Health

Watchdog to put a stop to buying of deadly opioids via the internet


Coroners have raised alarm over increasing deaths linked to online prescription drugs, including super-strength opioids. The web-based chemists allow users to fill in a simple form to order the drugs, including opiates like fentanyl, morphine,Tramadol and OxyContin, sedatives such as Valium, as well as potentially dangerous slimming pills. A computer generates a prescription which is signed off by a doctor – often in another country – allowing the UK pharmacy to dispense them.

The practice is legal because EEA-qualified GPs and pharmacies are able to prescribe to any other EU citizen. 

Other countries, including France and Italy, have banned patients from getting drugs prescribed online by doctors outside their national borders.

However, UK health officials are concerned that the regulatory systems in many other EU countries are not operated as rigorously as the UK’s, nor are doctors accountable to UK regulators if things go wrong.

An investigation by this paper reveals that over the past five years separate coroners have demanded urgent official action after linking at least 12 deaths to legal online prescription drugs.

In each case they have written to officials as well as the country’s top health bosses demanding measures are put in place to prevent future deaths.

One recent death, currently under investigation, involves someone who bought 3,700 codeine tablets from 21 UK registered online pharmacy sites.

Another includes the death of a student linked to a super-strength opiate – Acetylfentanyl – available only over the internet and so strong that, according to the coroner’s report, it is “more potent than heroin, morphine or fentanyl”.

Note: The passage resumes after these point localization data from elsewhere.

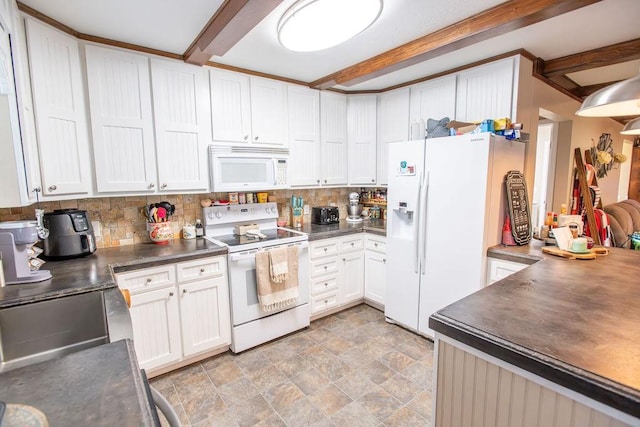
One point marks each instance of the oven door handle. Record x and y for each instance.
(240, 256)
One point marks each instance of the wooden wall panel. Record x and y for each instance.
(474, 392)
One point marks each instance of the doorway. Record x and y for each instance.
(545, 170)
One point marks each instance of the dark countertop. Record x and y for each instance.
(573, 322)
(100, 386)
(94, 272)
(319, 232)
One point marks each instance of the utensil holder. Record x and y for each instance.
(160, 232)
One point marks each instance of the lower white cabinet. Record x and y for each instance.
(498, 269)
(337, 272)
(375, 268)
(177, 319)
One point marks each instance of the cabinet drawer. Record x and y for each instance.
(324, 284)
(324, 302)
(147, 278)
(201, 268)
(351, 244)
(323, 248)
(376, 244)
(324, 266)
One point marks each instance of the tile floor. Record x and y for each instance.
(348, 369)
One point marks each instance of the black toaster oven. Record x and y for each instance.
(325, 215)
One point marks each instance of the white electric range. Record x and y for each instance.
(250, 326)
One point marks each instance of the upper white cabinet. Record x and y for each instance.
(304, 135)
(486, 91)
(182, 130)
(393, 126)
(434, 99)
(60, 112)
(121, 120)
(268, 112)
(361, 139)
(247, 110)
(333, 138)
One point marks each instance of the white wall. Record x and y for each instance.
(584, 131)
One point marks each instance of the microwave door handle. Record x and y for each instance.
(275, 171)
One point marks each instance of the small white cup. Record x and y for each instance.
(189, 232)
(579, 244)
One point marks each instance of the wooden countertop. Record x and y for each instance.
(573, 322)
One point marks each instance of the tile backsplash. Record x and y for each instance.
(121, 221)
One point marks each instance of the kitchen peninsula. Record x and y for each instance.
(556, 343)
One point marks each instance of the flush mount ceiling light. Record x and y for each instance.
(619, 99)
(632, 127)
(311, 25)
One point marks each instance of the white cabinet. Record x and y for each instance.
(268, 112)
(434, 99)
(333, 138)
(361, 139)
(337, 272)
(393, 126)
(375, 268)
(304, 135)
(486, 91)
(121, 120)
(182, 129)
(155, 320)
(498, 269)
(247, 110)
(60, 112)
(351, 269)
(178, 311)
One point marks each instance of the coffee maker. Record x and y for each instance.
(16, 241)
(354, 209)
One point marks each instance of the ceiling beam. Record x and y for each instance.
(496, 21)
(231, 22)
(608, 55)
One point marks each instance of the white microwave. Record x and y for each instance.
(248, 168)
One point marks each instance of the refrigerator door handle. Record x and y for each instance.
(416, 216)
(423, 209)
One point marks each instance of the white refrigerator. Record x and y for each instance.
(445, 207)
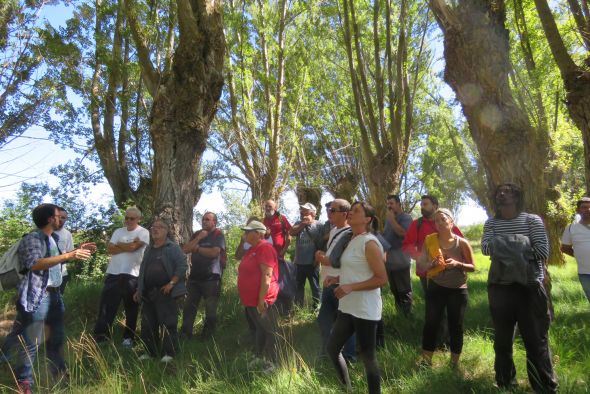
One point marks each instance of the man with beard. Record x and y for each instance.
(575, 242)
(515, 239)
(39, 302)
(206, 248)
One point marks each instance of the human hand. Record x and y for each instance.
(342, 291)
(80, 254)
(167, 288)
(90, 246)
(262, 307)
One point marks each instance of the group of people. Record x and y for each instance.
(346, 262)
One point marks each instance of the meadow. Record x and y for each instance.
(220, 365)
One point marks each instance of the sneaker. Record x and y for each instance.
(24, 387)
(166, 359)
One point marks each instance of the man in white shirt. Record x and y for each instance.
(126, 248)
(65, 244)
(575, 242)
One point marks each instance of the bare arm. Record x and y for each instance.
(48, 262)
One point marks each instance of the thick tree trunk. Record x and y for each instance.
(476, 50)
(183, 109)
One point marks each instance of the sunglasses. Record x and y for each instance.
(337, 210)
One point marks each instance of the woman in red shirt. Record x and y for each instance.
(258, 287)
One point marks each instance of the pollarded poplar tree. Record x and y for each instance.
(575, 75)
(267, 72)
(477, 55)
(157, 75)
(387, 55)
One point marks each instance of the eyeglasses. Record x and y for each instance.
(337, 210)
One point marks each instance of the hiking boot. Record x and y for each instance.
(24, 387)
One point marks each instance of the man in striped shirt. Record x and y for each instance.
(514, 303)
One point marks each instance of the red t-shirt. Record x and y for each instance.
(279, 227)
(414, 239)
(249, 274)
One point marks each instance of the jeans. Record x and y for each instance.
(585, 282)
(209, 290)
(442, 332)
(366, 333)
(400, 283)
(159, 311)
(311, 273)
(439, 298)
(527, 306)
(29, 329)
(117, 288)
(326, 318)
(266, 326)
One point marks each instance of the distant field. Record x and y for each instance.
(220, 365)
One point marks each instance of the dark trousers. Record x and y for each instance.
(438, 299)
(159, 312)
(527, 306)
(400, 283)
(310, 273)
(31, 329)
(266, 328)
(366, 333)
(326, 318)
(208, 290)
(442, 332)
(117, 288)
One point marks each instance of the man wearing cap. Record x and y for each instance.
(126, 249)
(575, 242)
(309, 233)
(277, 228)
(258, 288)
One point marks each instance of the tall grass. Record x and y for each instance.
(220, 365)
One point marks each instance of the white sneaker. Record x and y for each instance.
(166, 359)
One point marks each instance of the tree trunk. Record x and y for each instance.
(183, 109)
(476, 50)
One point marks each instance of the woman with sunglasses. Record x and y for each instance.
(362, 273)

In a third case Brighton and Hove coroner Victoria Hamilton-Deeley highlighted the death of Richard Breatnach, who died in Brighton in 2016 aged 31, after taking an overdose from a batch of highly-addictive dihydrocodeine tablets (an opiate twice as strong as codeine) that he bought after claiming he needed a migraine treatment.

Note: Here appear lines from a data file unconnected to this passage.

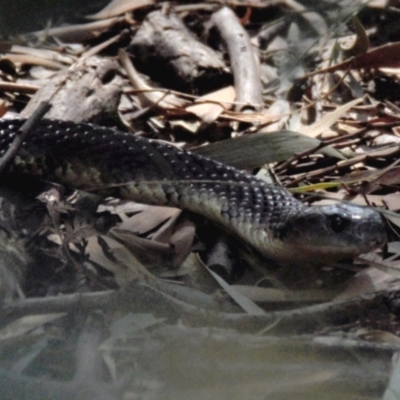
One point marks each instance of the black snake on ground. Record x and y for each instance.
(267, 217)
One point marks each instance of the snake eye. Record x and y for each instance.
(338, 223)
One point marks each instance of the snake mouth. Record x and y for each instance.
(330, 233)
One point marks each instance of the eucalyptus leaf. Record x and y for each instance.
(251, 151)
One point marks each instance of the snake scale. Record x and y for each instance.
(114, 163)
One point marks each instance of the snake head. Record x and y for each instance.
(333, 232)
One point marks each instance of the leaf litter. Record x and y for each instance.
(328, 131)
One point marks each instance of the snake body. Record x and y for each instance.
(269, 218)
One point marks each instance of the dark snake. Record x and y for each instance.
(268, 217)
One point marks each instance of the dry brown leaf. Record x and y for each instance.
(148, 95)
(147, 218)
(78, 33)
(150, 253)
(210, 106)
(367, 281)
(31, 60)
(380, 336)
(122, 264)
(273, 295)
(328, 119)
(118, 7)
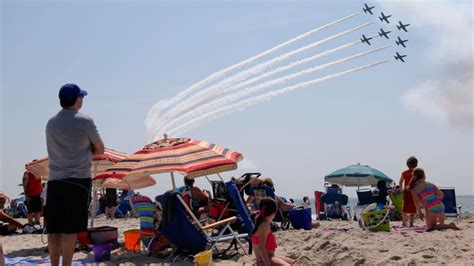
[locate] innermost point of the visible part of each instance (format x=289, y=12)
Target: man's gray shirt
x=69, y=138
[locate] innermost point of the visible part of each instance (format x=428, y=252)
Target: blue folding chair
x=451, y=208
x=243, y=213
x=191, y=238
x=264, y=191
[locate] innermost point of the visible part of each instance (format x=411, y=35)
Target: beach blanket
x=418, y=229
x=43, y=261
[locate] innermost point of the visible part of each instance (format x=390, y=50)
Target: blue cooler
x=301, y=218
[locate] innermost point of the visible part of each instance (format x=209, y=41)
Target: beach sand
x=316, y=247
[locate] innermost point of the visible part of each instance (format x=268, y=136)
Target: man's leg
x=68, y=246
x=37, y=217
x=54, y=247
x=30, y=217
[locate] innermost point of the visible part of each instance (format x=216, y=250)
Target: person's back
x=69, y=136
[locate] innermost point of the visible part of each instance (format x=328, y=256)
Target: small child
x=408, y=205
x=429, y=196
x=262, y=236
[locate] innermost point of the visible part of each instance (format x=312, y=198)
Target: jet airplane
x=401, y=42
x=384, y=17
x=399, y=57
x=368, y=9
x=365, y=39
x=402, y=26
x=383, y=33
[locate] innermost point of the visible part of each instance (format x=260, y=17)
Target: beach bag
x=218, y=210
x=32, y=229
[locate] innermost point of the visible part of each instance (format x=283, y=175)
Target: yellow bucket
x=203, y=258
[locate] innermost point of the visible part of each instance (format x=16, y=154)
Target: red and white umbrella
x=192, y=158
x=100, y=163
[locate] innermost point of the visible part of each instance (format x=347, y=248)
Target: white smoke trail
x=260, y=77
x=210, y=92
x=261, y=98
x=162, y=105
x=210, y=106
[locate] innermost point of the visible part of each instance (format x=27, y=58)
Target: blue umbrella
x=357, y=175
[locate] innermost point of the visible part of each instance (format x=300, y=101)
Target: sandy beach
x=334, y=243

He purchased the tablets through a Boltonbased online company.

They were signed off by a Bulgaria-based doctor after he filled in an online form – which took 15 minutes – on which he lied about his medical history.

And in February 2017, Geraint Williams, senior coroner for Worcestershire, wrote to the Health Secretary over the case of Bethany Shipsey, 21, who had died after overdosing on diet pills she had bought online.

Lynda Scammell, senior policy manager at the Medicines and Healthcare Products Regulatory Agency, said it has major concerns about the number of deaths as a result of online prescribing.

She said: “We are working with other healthcare regulators to review legislation and identify the gaps that allow people to purchase unsafe and often large quantities of online prescription drugs by just ticking boxes online and without referral to their GP.

“The world is a different place – the internet has come along and it doesn’t recognise regulatory boundaries.”